Immediately afterwards, News 4 revealed big questions about the bridge itself and the strength and design of the decorative barrier.
A few days after the incident. one city official defended the bridge, calling it all a freak accident and stressing driver safety.
“People on the road that give a s***. it's speed that kills. People need to slow put down their phones.” City official Todd Waeltermann said in July.
“I never speed, you can't slap a speeding charge on me, I never speed,” Love said.
Love said the impact did not even deploy her airbags. She said she was not distracted. She was, though, ticketed for driving without a full license. She only has a permit. She was also ticketed for driving without insurance.
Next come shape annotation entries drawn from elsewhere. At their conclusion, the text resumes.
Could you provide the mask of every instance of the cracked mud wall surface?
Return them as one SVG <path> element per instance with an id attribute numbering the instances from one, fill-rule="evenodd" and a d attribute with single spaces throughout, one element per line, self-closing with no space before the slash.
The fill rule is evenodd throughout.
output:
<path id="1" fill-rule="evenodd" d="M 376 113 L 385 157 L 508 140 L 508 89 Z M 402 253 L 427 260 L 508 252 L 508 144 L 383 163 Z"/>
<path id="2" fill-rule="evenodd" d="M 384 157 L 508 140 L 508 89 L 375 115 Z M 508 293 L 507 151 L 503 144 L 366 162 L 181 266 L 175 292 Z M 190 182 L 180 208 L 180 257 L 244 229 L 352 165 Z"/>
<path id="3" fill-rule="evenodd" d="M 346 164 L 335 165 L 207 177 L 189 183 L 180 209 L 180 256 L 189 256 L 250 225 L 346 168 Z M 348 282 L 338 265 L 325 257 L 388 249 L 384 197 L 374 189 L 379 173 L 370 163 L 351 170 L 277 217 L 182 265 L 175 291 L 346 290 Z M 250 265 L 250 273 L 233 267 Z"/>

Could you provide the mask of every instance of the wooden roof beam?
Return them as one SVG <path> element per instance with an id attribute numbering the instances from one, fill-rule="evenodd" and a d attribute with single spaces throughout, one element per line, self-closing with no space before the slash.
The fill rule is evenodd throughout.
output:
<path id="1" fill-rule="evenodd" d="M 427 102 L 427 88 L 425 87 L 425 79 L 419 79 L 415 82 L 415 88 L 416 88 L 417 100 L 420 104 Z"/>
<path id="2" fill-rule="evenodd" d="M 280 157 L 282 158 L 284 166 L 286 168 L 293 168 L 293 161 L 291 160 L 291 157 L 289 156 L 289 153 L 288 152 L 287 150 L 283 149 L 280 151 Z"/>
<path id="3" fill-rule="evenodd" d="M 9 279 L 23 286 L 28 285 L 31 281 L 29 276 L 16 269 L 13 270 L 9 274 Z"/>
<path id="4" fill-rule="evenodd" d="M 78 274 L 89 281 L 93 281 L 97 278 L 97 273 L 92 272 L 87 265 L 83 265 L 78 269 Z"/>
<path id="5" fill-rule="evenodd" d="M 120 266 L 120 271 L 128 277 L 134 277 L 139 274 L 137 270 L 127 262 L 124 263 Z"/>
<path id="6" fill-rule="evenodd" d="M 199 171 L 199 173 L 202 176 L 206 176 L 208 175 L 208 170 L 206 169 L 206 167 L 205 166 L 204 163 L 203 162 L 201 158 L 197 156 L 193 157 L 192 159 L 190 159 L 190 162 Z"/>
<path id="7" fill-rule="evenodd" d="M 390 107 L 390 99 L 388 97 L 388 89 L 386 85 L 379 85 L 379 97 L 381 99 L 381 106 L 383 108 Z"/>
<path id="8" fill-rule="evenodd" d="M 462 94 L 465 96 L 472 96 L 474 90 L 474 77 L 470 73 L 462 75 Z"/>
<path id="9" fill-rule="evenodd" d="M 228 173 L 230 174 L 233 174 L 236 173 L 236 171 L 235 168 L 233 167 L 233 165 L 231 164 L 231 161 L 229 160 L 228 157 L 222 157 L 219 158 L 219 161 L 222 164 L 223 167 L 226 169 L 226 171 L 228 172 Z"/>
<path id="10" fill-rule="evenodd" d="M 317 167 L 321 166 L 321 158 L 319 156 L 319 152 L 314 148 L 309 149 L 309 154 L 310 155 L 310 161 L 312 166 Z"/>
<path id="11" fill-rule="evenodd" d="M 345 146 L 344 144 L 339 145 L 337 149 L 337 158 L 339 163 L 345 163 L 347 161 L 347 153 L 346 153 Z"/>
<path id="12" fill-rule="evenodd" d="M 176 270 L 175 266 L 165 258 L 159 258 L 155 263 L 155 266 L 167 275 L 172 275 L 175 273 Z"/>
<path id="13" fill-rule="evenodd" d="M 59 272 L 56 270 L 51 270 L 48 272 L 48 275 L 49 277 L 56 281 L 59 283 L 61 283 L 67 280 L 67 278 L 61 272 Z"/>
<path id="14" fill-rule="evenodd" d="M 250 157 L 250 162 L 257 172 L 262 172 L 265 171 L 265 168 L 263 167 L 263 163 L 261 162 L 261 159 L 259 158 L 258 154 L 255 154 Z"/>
“Do you think you should have been behind the wheel at all?” asked Investigative Reporter Lauren Trager.
“Yes, because i have to practice to get my license,” Love said.
Love said she has to work to support herself and her family...she's dealt with other trauma like the loss of her 2-month-old baby last year.
She is repeatedly apologizing to Mokwa's family.
“I am sorry I am not able to pay for anything because i don't have anything to give, but if I did, I would,” she said.
Still, Love said the city's the one to blame.
“I feel like if they would have fixed the bridge, maybe the lady would have survived, maybe she would have lived,” she said.
City officials have insisted in the past that the bridge is safe, but they have put up stronger, thick concrete barriers on the bridge now.
The police and the Circuit Attorney's Office say the investigation into the accident is ongoing.